ENVIADO ESPECIAL Entre los grupos orquestales de cámara cuya labor está en constante alza, figura, en puesto muy destacado, la Orquesta de Cámara de Israel que dirige el violinista Shlomo Mintz. La segunda sesión M 39º Festival de Granada presentó a esta agrupación en un programa consagrado al barroco alemán e italiano que, como suele suceder con este repertorio, convocó mucho público.

En este grupo la figura de ShIomo Mintz juega un papel importante como solista, hasta el punto de que a la hora de las propinas el concertista moscovita abandonó a su orquesta para tocar él, en solitario, dos fragmentos supervirtuosistas escasamente relacionados con el bien cohesionado programa que acabábamos de escuchar.

Mintz nació en 1957 y muy joven emigró a Israel donde tuvo por profesora a la húngara llona Feher.
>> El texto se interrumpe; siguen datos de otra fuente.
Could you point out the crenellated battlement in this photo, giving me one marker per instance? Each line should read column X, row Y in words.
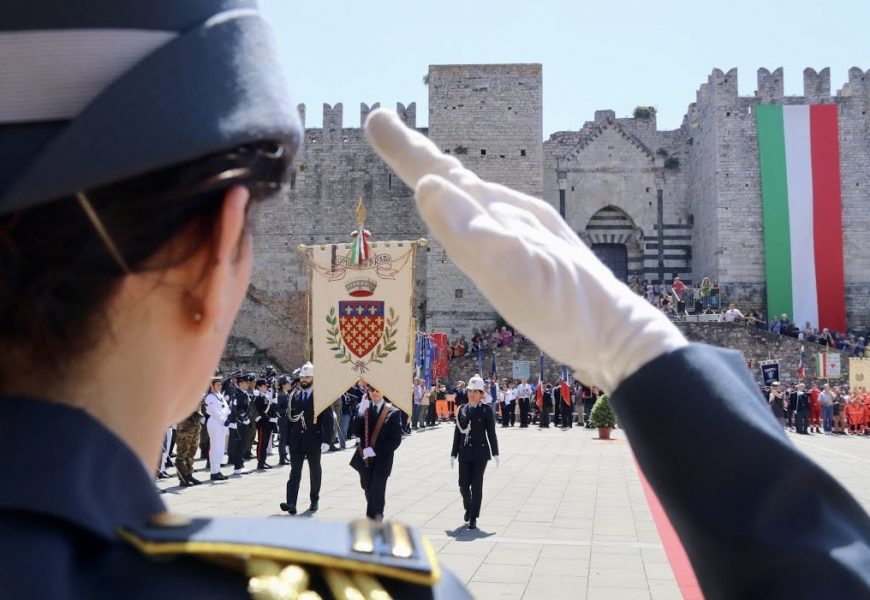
column 817, row 86
column 333, row 115
column 770, row 86
column 858, row 84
Tenía sólo 11 años cuando debutó con la Filarmónica israelita dirigida por Zubin Mehta. A partir de entonces su carrera fue brillante tanto en su aspecto virtuosístico como en el cultivo de los géneros de cámara. Ambos valores se dan cita a la hora de trabajar la Orquesta de Cámara de Israel formada por excelentes instrumentistas, como lo demostraron en la muy perfecta versión de la Sinfonía número 5 de Juan Cristian Bach, acaso el más importante músico entre los hijos de Juan Sebastián. De éste interpretaron Mintz y su grupo la Suite en re mayor número 3, la de la célebre aria para la cuerda en sol. Y en la segunda parte, la con currencia se sintió feliz con las Estaciones de Vivaldi.

Esta música ha pasado desde el olvido de años atrás a la máxima fama y popularidad. En el caso de las Estaciones, Vivaldi ensaya con verdadero genio un proyecto de música descriptiva que, sin ceñirse a lo imitativo, sigue de modo puntual cuatro sonetos italianos sobre las cuatro épocas del año.